People who were close to Porter, including her children, claimed that the 59-page book, “Kim’s Lost Words: A Journey for Justice, From the Other Side…,” was not real. Despite this, it made its way to the top spot on the Amazon list in September after Combs was indicted and arrested on sex trafficking and racketeering charges.
“We were made aware of a dispute regarding this title and have notified the publisher,” an Amazon spokesperson said in a statement, according to multiple media outlets. “The book is not currently available for sale in our store.”
Amazon’s decision to remove the book also comes after an attorney for musician Albert Joseph Brown, known professionally as Al B. Sure!, whose son Quincy Brown is Porter’s child, sent cease-and-desist letters to Amazon and to the person who published the book.
In a social media post on Sept. 23, Albert Brown wrote that there is a “significant suit headed right for the heads of the responsible parties who dragged my name into this bullshit.”
Quincy Brown and Porter’s three children with Combs signed a statement that the book is not real.
“Claims that our mom wrote a book are simply untrue. She did not and anyone claiming to have a manuscript is misrepresenting themselves,” they wrote. “Additionally, please understand that any so-called ‘friend’ speaking on behalf of our mom or her family is not a friend. Nor do they have her best interests at heart.”
An attorney for Combs also claimed the book was ”fake” and “a shameless attempt to profit from tragedy.”
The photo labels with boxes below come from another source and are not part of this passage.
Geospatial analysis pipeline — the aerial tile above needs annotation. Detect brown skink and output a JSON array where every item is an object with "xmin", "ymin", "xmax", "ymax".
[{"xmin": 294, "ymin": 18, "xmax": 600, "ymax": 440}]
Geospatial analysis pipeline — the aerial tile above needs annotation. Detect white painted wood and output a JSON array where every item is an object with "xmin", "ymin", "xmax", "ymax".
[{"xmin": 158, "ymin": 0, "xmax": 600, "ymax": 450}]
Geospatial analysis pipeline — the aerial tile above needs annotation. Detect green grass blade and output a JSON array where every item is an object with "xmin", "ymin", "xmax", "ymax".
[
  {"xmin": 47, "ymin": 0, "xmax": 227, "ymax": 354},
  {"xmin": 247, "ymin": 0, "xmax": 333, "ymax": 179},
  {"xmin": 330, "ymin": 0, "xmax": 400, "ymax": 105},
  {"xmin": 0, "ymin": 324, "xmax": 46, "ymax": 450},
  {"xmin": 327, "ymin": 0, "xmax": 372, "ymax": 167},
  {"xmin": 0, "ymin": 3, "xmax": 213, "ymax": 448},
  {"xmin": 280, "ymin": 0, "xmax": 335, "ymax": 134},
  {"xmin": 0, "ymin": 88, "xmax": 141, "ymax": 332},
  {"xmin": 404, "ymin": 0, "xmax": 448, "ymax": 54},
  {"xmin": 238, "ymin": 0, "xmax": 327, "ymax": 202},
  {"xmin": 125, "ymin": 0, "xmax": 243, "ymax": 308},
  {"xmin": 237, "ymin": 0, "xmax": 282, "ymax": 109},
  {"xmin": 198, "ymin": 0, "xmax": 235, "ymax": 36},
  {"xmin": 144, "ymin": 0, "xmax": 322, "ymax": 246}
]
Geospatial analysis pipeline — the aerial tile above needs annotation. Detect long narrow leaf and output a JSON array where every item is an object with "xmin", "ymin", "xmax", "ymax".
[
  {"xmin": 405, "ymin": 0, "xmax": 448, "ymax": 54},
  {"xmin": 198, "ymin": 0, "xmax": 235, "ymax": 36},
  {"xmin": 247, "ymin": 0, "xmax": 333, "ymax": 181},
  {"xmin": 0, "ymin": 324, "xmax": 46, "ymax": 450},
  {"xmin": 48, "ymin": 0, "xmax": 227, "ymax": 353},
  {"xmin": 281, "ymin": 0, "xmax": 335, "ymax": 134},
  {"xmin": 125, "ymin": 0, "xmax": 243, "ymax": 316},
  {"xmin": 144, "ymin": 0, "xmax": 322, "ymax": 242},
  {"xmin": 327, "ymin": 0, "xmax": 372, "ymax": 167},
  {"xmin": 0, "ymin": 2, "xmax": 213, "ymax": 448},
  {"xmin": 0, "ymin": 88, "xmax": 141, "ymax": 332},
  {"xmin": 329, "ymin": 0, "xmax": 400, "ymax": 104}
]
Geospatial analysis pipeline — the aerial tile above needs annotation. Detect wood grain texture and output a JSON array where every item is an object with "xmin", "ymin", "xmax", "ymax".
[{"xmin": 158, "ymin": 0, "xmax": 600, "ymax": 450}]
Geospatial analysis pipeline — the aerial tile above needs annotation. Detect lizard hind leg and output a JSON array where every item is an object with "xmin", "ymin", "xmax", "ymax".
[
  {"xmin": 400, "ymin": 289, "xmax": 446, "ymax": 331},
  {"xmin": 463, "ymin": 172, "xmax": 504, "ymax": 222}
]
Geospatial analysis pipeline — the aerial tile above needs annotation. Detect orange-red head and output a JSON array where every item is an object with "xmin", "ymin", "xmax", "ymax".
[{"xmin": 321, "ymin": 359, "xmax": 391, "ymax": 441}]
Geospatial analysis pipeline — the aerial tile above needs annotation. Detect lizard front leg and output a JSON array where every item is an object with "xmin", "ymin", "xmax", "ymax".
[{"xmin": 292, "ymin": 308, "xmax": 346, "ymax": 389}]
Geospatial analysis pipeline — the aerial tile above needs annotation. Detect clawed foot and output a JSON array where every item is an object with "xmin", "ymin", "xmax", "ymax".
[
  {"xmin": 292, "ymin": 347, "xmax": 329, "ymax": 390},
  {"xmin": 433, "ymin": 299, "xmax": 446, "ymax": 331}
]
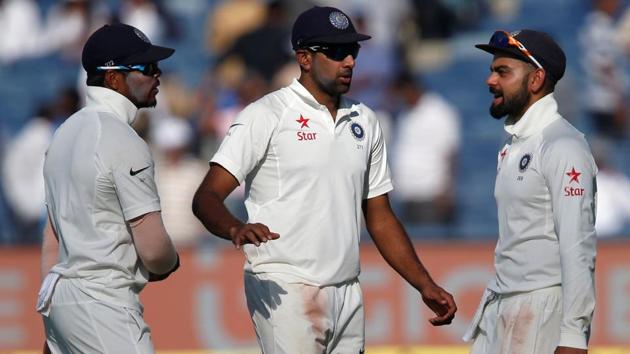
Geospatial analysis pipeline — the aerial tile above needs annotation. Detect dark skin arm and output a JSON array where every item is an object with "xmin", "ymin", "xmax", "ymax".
[
  {"xmin": 363, "ymin": 194, "xmax": 457, "ymax": 326},
  {"xmin": 192, "ymin": 164, "xmax": 280, "ymax": 249}
]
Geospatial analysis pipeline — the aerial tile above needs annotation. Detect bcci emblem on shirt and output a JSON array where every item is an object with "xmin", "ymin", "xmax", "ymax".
[
  {"xmin": 350, "ymin": 122, "xmax": 365, "ymax": 141},
  {"xmin": 518, "ymin": 154, "xmax": 532, "ymax": 173}
]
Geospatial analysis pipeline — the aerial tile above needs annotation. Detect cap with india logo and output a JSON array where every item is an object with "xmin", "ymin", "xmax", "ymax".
[
  {"xmin": 291, "ymin": 6, "xmax": 372, "ymax": 49},
  {"xmin": 81, "ymin": 23, "xmax": 175, "ymax": 73}
]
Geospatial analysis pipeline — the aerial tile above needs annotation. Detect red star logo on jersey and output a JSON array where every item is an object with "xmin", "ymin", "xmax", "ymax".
[
  {"xmin": 567, "ymin": 167, "xmax": 581, "ymax": 183},
  {"xmin": 295, "ymin": 114, "xmax": 310, "ymax": 128}
]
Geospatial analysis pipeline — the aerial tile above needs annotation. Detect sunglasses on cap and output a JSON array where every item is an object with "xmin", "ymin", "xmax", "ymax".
[
  {"xmin": 490, "ymin": 31, "xmax": 543, "ymax": 69},
  {"xmin": 306, "ymin": 43, "xmax": 361, "ymax": 61},
  {"xmin": 96, "ymin": 63, "xmax": 162, "ymax": 76}
]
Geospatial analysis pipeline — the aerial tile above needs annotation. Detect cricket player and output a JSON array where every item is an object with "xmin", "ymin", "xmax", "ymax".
[
  {"xmin": 37, "ymin": 24, "xmax": 179, "ymax": 354},
  {"xmin": 193, "ymin": 7, "xmax": 456, "ymax": 354},
  {"xmin": 464, "ymin": 30, "xmax": 597, "ymax": 354}
]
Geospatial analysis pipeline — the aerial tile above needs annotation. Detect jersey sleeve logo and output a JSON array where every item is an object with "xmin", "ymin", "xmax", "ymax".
[
  {"xmin": 350, "ymin": 122, "xmax": 365, "ymax": 141},
  {"xmin": 129, "ymin": 165, "xmax": 151, "ymax": 176},
  {"xmin": 564, "ymin": 167, "xmax": 584, "ymax": 197}
]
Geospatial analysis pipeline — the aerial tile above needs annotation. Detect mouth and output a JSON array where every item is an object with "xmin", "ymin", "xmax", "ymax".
[
  {"xmin": 339, "ymin": 73, "xmax": 352, "ymax": 85},
  {"xmin": 490, "ymin": 90, "xmax": 503, "ymax": 106}
]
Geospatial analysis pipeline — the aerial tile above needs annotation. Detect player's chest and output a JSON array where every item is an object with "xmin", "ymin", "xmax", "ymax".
[
  {"xmin": 271, "ymin": 110, "xmax": 372, "ymax": 171},
  {"xmin": 495, "ymin": 143, "xmax": 548, "ymax": 202}
]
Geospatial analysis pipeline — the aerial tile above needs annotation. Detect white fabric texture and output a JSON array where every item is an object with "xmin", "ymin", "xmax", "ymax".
[
  {"xmin": 478, "ymin": 94, "xmax": 597, "ymax": 348},
  {"xmin": 470, "ymin": 286, "xmax": 562, "ymax": 354},
  {"xmin": 211, "ymin": 80, "xmax": 392, "ymax": 285},
  {"xmin": 44, "ymin": 87, "xmax": 160, "ymax": 308},
  {"xmin": 245, "ymin": 272, "xmax": 365, "ymax": 354},
  {"xmin": 44, "ymin": 278, "xmax": 155, "ymax": 354}
]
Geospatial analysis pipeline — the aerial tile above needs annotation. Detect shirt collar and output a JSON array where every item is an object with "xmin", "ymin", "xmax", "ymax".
[
  {"xmin": 87, "ymin": 86, "xmax": 138, "ymax": 125},
  {"xmin": 504, "ymin": 93, "xmax": 560, "ymax": 139}
]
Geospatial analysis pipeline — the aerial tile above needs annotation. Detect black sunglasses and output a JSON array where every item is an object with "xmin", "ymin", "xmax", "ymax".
[
  {"xmin": 96, "ymin": 63, "xmax": 162, "ymax": 76},
  {"xmin": 306, "ymin": 43, "xmax": 361, "ymax": 61}
]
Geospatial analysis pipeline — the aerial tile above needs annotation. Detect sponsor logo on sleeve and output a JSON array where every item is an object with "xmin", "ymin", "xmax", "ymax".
[
  {"xmin": 564, "ymin": 167, "xmax": 584, "ymax": 197},
  {"xmin": 295, "ymin": 114, "xmax": 317, "ymax": 141},
  {"xmin": 129, "ymin": 165, "xmax": 151, "ymax": 176}
]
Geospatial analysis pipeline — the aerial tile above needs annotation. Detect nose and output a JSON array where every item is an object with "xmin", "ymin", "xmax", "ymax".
[
  {"xmin": 486, "ymin": 72, "xmax": 498, "ymax": 87},
  {"xmin": 342, "ymin": 54, "xmax": 356, "ymax": 68}
]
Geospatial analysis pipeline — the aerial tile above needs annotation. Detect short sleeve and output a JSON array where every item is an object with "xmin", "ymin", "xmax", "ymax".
[
  {"xmin": 210, "ymin": 101, "xmax": 278, "ymax": 183},
  {"xmin": 363, "ymin": 111, "xmax": 393, "ymax": 199},
  {"xmin": 101, "ymin": 117, "xmax": 161, "ymax": 220}
]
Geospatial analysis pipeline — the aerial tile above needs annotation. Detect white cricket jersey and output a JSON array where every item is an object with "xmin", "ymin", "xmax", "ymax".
[
  {"xmin": 489, "ymin": 94, "xmax": 597, "ymax": 348},
  {"xmin": 211, "ymin": 80, "xmax": 392, "ymax": 285},
  {"xmin": 44, "ymin": 86, "xmax": 160, "ymax": 308}
]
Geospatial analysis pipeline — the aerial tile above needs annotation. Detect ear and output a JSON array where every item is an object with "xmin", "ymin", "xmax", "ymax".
[
  {"xmin": 295, "ymin": 49, "xmax": 313, "ymax": 72},
  {"xmin": 104, "ymin": 70, "xmax": 122, "ymax": 92},
  {"xmin": 529, "ymin": 69, "xmax": 547, "ymax": 94}
]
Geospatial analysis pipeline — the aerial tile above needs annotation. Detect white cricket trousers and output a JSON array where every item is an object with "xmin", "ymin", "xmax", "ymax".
[
  {"xmin": 245, "ymin": 272, "xmax": 365, "ymax": 354},
  {"xmin": 470, "ymin": 286, "xmax": 562, "ymax": 354},
  {"xmin": 42, "ymin": 278, "xmax": 155, "ymax": 354}
]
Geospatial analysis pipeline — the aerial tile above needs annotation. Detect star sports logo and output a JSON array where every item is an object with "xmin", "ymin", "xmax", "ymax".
[
  {"xmin": 564, "ymin": 167, "xmax": 584, "ymax": 197},
  {"xmin": 295, "ymin": 114, "xmax": 317, "ymax": 141}
]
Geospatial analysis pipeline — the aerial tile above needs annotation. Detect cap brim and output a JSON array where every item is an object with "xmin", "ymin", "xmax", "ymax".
[
  {"xmin": 475, "ymin": 44, "xmax": 531, "ymax": 63},
  {"xmin": 303, "ymin": 33, "xmax": 372, "ymax": 45},
  {"xmin": 121, "ymin": 45, "xmax": 175, "ymax": 65}
]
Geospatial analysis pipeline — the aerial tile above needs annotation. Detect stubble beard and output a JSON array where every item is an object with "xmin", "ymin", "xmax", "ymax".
[{"xmin": 490, "ymin": 77, "xmax": 531, "ymax": 119}]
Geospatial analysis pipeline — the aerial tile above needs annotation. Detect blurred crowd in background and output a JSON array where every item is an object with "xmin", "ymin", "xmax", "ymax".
[{"xmin": 0, "ymin": 0, "xmax": 630, "ymax": 246}]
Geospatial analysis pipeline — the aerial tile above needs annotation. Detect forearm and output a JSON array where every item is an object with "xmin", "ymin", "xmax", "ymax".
[
  {"xmin": 192, "ymin": 190, "xmax": 243, "ymax": 241},
  {"xmin": 129, "ymin": 212, "xmax": 178, "ymax": 274}
]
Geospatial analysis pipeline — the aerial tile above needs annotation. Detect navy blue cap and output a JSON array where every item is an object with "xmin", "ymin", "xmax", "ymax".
[
  {"xmin": 291, "ymin": 6, "xmax": 372, "ymax": 49},
  {"xmin": 475, "ymin": 29, "xmax": 567, "ymax": 82},
  {"xmin": 81, "ymin": 23, "xmax": 175, "ymax": 73}
]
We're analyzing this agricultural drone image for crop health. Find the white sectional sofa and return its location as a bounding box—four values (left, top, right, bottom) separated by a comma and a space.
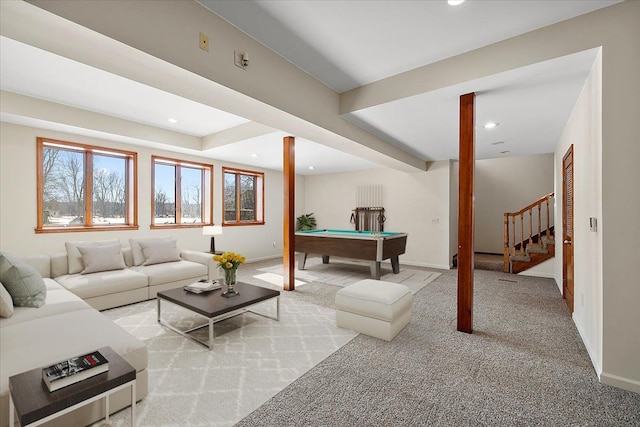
0, 241, 217, 427
50, 244, 217, 310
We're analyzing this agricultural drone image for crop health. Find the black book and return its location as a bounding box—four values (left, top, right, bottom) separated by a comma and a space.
42, 351, 109, 391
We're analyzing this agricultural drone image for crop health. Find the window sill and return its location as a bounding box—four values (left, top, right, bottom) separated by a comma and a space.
35, 225, 140, 234
222, 221, 264, 227
149, 222, 206, 230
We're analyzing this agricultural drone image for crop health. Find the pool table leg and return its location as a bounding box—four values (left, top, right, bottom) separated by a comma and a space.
298, 252, 307, 270
370, 261, 380, 280
391, 256, 400, 274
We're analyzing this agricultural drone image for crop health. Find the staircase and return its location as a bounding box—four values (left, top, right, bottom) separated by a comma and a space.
503, 193, 555, 273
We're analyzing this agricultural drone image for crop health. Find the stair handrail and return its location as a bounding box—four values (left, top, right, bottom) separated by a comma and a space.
503, 193, 554, 273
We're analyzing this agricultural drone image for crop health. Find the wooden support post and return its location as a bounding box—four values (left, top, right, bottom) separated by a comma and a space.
282, 136, 296, 291
458, 93, 476, 333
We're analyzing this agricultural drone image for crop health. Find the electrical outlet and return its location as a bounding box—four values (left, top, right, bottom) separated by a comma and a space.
233, 50, 247, 70
200, 33, 209, 52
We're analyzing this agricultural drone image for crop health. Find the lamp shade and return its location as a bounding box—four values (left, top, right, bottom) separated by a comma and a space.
202, 225, 222, 236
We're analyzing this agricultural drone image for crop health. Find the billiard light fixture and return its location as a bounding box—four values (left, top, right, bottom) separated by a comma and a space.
202, 225, 222, 254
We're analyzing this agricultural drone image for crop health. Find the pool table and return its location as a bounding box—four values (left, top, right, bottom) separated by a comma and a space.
294, 229, 407, 280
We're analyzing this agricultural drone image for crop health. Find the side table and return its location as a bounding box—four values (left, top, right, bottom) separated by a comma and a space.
9, 347, 136, 427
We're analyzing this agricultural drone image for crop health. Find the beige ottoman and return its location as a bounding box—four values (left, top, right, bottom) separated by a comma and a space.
336, 279, 413, 341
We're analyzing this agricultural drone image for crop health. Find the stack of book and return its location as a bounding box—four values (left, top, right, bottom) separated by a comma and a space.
42, 351, 109, 391
184, 279, 222, 294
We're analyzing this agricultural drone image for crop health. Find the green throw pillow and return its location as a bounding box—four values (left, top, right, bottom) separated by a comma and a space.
0, 254, 47, 308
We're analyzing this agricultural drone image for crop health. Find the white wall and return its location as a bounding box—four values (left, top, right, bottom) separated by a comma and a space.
475, 153, 553, 254
305, 161, 450, 269
451, 153, 554, 254
0, 122, 288, 260
554, 55, 604, 375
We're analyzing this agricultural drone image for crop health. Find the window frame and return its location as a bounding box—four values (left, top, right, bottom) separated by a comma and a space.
222, 166, 265, 227
150, 155, 214, 229
35, 137, 139, 233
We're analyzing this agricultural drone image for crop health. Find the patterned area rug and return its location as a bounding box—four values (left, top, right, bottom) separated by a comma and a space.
95, 292, 357, 426
253, 257, 441, 294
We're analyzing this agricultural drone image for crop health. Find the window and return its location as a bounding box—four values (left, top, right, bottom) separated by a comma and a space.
222, 168, 264, 225
151, 156, 213, 228
36, 138, 138, 233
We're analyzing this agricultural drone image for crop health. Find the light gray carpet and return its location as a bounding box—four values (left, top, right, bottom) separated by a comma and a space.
95, 292, 356, 427
237, 270, 640, 427
252, 257, 440, 294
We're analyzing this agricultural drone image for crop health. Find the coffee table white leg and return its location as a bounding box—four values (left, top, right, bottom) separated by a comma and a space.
9, 392, 16, 427
104, 393, 109, 425
131, 380, 136, 427
209, 317, 213, 350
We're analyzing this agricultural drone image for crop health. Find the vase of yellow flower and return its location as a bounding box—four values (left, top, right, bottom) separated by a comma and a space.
213, 252, 246, 297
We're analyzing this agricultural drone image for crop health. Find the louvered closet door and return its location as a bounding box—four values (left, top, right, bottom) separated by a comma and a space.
562, 145, 573, 313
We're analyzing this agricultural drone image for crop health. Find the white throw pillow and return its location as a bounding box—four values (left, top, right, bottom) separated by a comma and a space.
78, 243, 125, 274
0, 283, 13, 317
129, 236, 171, 266
64, 239, 120, 274
140, 240, 180, 265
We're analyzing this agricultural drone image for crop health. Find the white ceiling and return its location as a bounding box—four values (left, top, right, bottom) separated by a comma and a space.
0, 0, 617, 174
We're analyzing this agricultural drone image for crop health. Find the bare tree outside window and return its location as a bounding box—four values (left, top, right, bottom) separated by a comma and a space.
223, 168, 264, 225
36, 138, 137, 232
152, 156, 213, 227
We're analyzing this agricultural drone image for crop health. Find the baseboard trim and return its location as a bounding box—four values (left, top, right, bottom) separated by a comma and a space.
400, 262, 453, 270
571, 315, 602, 379
247, 254, 282, 264
518, 271, 556, 279
600, 372, 640, 394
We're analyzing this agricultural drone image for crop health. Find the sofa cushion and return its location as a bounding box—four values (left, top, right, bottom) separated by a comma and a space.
140, 240, 180, 265
0, 283, 13, 318
0, 308, 148, 395
133, 261, 208, 286
0, 279, 91, 334
0, 254, 47, 307
64, 239, 120, 274
78, 243, 125, 274
129, 236, 172, 266
56, 268, 149, 299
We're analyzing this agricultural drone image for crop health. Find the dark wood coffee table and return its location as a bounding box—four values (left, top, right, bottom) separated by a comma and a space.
9, 347, 136, 427
158, 282, 280, 350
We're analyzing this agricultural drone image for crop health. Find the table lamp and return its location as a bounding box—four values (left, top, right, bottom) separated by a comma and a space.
202, 225, 222, 254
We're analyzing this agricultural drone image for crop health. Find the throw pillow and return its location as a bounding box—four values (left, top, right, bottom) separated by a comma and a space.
64, 239, 120, 274
140, 240, 180, 265
78, 243, 125, 274
0, 254, 47, 308
129, 236, 171, 266
0, 283, 13, 317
The book was published by author, producer and journalist Todd Christopher Guzze, who goes by the name Chris Todd and went by the pseudonym Jamal T. Millwood to publish the title. According to The Associated Press, Todd claimed that sources “very close to Kim and Sean Combs” gave him a “flash drive, documents and tapes” that he used to create the book.
Rolling Stone reported that the book had multiple typos and factual errors. Todd declined to expand on how, if at all, he fact-checked the book’s content.
“If somebody put my feet to the fire and they said, ‘Life or death, is that book real?’ I have to say I don’t know. But it’s real enough to me,” Todd told Rolling Stone. “Sometimes you have to just put it out there. Maybe not 100 percent of the book is true, but maybe 80 percent is. That is to get those people to come forward and either corroborate or deny, and that helps me as an investigator to know the truth.”
Porter died at age 47 on Nov. 15, 2018, at her home in the Los Angeles area, reportedly of lobar pneumonia.